Since coming to UCSF in 2019, Little has continued to developed and test even newer aDBS algorithms for treating motor symptoms like stiffness and tremors as well as non-motor symptoms like mood dysfunction and insomnia that people with Parkinson's experience. 

In a study published last August, Little and neurosurgeon Philip Starr, MD, PhD, designed an algorithm that monitors and responds to brain signals in the cerebral cortex. This is a different brain region than was targeted by the two algorithms approved by the FDA. The new algorithm and location improved symptoms and reduced side effects better than cDBS. 

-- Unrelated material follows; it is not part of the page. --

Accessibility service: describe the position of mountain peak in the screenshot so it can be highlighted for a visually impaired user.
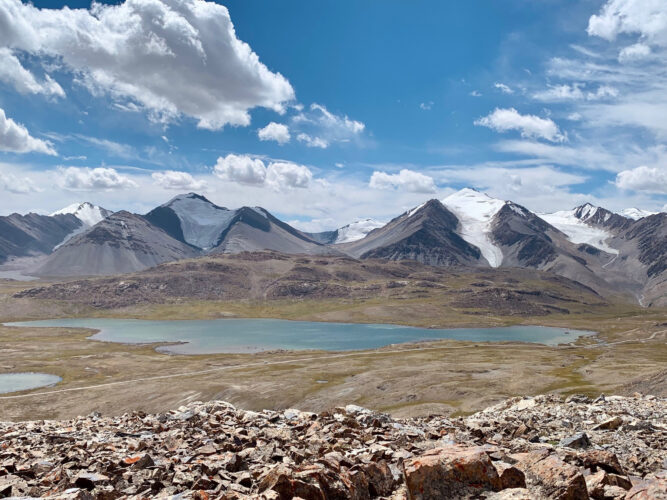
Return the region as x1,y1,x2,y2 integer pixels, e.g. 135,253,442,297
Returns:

The UCSF effort was the first "double-blind" trial of aDBS. That means participants went about their lives at home while the algorithms were changed, and neither they nor the researchers knew what settings were in place at a given time. 

The UCSF team's algorithm is more complex than those approved by the FDA on Monday. The researchers are still developing the approach, but it has improved quality of life for participants in a small clinical trial, even allowing a former pro skateboarder to return to his sport. 

Little anticipates that in the future, artificial intelligence will make it easier to customize the algorithms. Future technology will also address other Parkinson's symptoms, like depression and sleep dysfunction. 

"We'll be able to give people with Parkinson's round-the-clock personalized DBS therapy," he said. 

Researchers at UCSF are exploring how to use personalized DBS for depression, chronic pain and obsessive-compulsive disorder. Today's approval gives momentum to the development of DBS to treat those conditions as well.